A. A person’s mouth changes over the years and the denture may no longer fit properly. This may be corrected by an adjustment or a reline. A relined denture may in turn need adjustments for the same reason a new denture needs adjustments.

An improper bite may be causing pressure in a certain area of the jaw. A reline may not solve this problem.

Q. Should dentures be taken out at nịght?

A. Even cowboys take their boots off at night. Some studies have shown that taking your dentures out at night (especially the lower) helps prevent the loss of jaw structure.
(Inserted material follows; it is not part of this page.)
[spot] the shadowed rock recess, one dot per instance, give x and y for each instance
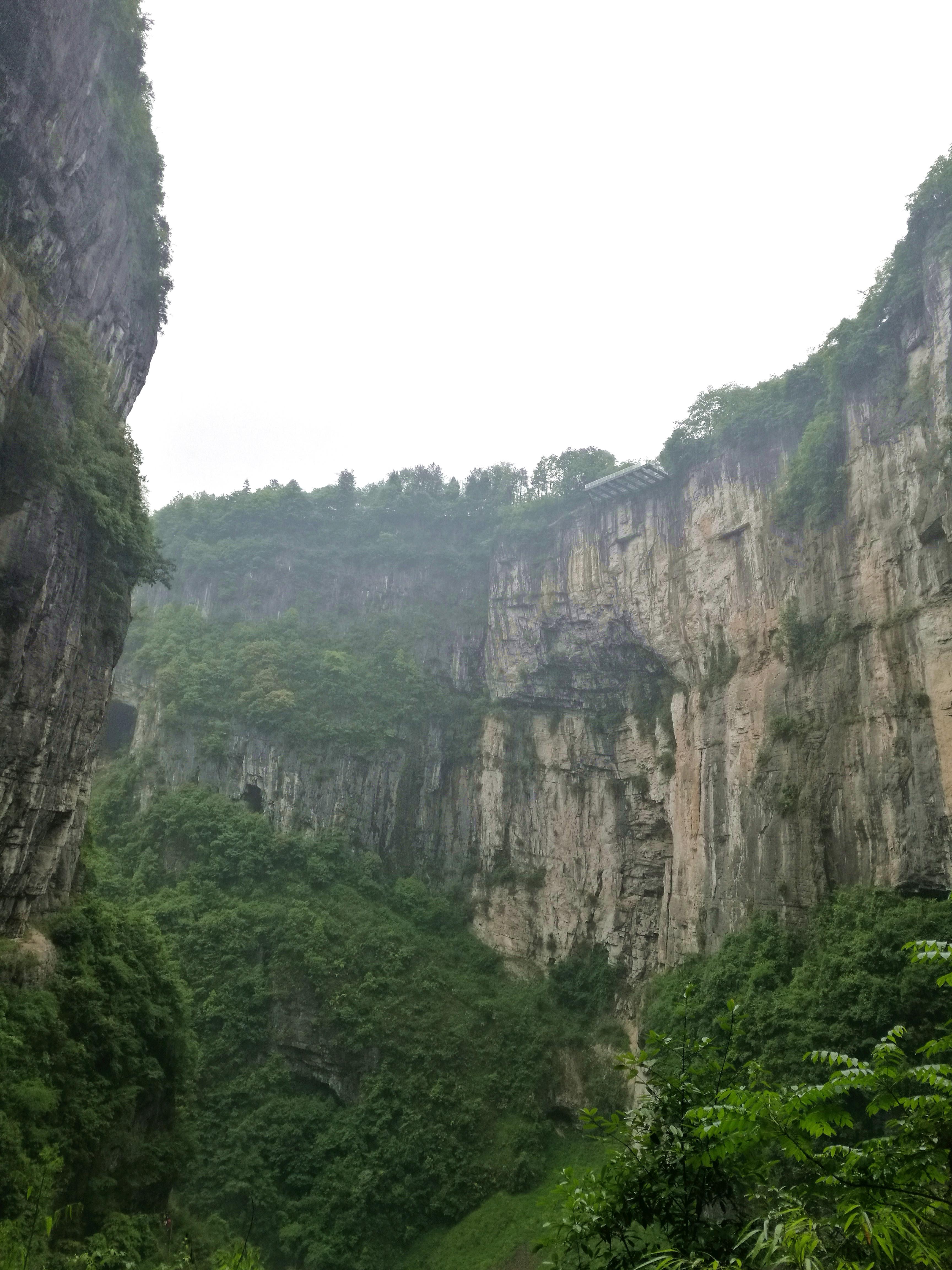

Q. Why are dentures expensive?

A. Relatively speaking, dentures are often quite a bargain! It is not unusual for a person to get 10 years of service from a denture. Considering what they are put through day after day, that’s amazing. One could think of many things that cost more but don’t last as long or serve such a vital service. A denture is a custom made, one- of-a-kind item. In this day and age, few things compare to that. Dentures are a replacement for a living body part (much like an artificial limb or other device) and require a considerable amount of time and skill for proper fabrication and service.

Q. Can I be allergic to dentures?

A. Yes, but this doesn’t happen very often. An allergist can do a simple test to determine if an allergy to denture acrylic exists. If so, there are alternatives to conventional denture plastics that can be used. Again, see a dentist if any allergic condition persists.

In a few weeks, or sometimes a few months, patients feel comfortable living with dentures. At first, speaking and eating take practice, the dentures may feel loose or bulky in the mouth, and there is usually some extra saliva flow. However, with time, these effects fade.

While adjusting to living with dentures, practice speaking alone and with a close friend to build back your confidence speaking in public situations. Over time, your mouth muscles will adjust and your speech will improve. Eat soft foods cut into small pieces at first and gradually return to your normal diet as you learn to chew and bite with your new teeth. Just be sure to avoid sticky, hard or chewy foods that your dentures may not be able to handle.

Living with dentures is similar to caring for permanent teeth and not difficult or complicated. Use a soft-bristled toothbrush to clean your new teeth, and leave them to soak in cleaning solution overnight.

With a little bit of effort and getting used to, switching over to living with dentures doesn’t have to severely impact your life. Reading the above tips can make your journey a lot easier.